January was a trashy month in San Diego.  

A new state law went into effect, requiring everyone recycle their food waste meaning meat, bones, veggie scraps and citrus peels go in a green waste bin at your apartment or behind your restaurant. Cities have to grapple with the cost of that new, mostly unfunded state mandate which usually means passing it on to you, the ratepayer.  

And sanitation workers at Republic Services staged a month-long strike that, as Jesse Marx laid out in his column, the company broke with the help of a contract provision that would have taken health care from the workers if they didn’t resume trash collecting. If San Diegans didn’t think about what they threw away before, they certainly had to face it then as trash generated over a major holiday swelled outside local dumpsters.  

Zero waste advocates, meanwhile, contend that San Diego is particularly good at generating trash. One measure of that is how long we let our landfills grow before closing them.  

One of the region’s major landfills, Otay Landfill owned by Republic Services, is scheduled to close on Feb. 25, 2030, according to the County of San Diego’s Department of Environmental Health. That’s the agency empowered by the state to regulate landfills.  

“When people say, ‘when is the landfill going to close?’ I always ask them, ‘how much are you going to throw away?’” Neil Mohr, general manager of San Diego collection for Republic Services, told me during a tour in early December. 

The county has to review all landfill permits once every five years, which generates a new assessment of how much room the landfill has to grow before it hits its permitted capacity limit. According to that, the region has enough space to landfill trash until 2059. The state’s new food waste recycling law is expected to help extend the life of the region’s landfills. The county estimated 39 percent of the trash we throw away as a region is organic food waste and therefore recyclable.  

San Diego region's landfill capacity
Life expectancy of San Diego’s landfills according to a 2017 survey by the County of San Diego.

But landfills can grow past their permit limit. The county report shows Miramar landfill, run by the city of San Diego, will also max-out capacity by 2030. But in 2019 the city announced extended the life of that landfill by allowing waste to pile another 25 feet higher into the air. 

That irks zero waste advocates like Jessica Toth at the Solana Center for Environmental Innovation.  
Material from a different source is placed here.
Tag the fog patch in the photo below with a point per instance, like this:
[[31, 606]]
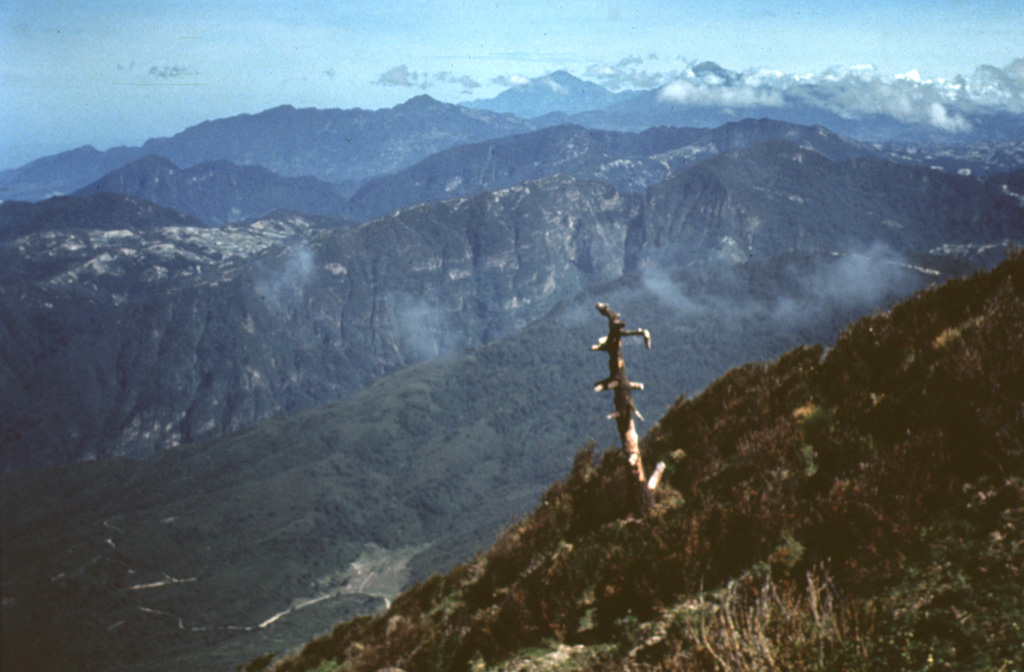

“I don’t want to see us siting additional capacity (at landfills) because that allows us to keep dumping there,” Toth said. 

The county expects another major landfill, Sycamore Landfill which is also owned by Republic Services, to apply for two more life extensions based on how much waste it received on average. Its estimated closure date is 2054. 

We’ll have a more up-to-date outlook on the region’s waste generation this summer, when the county’s next five-year waste management report is due to the state.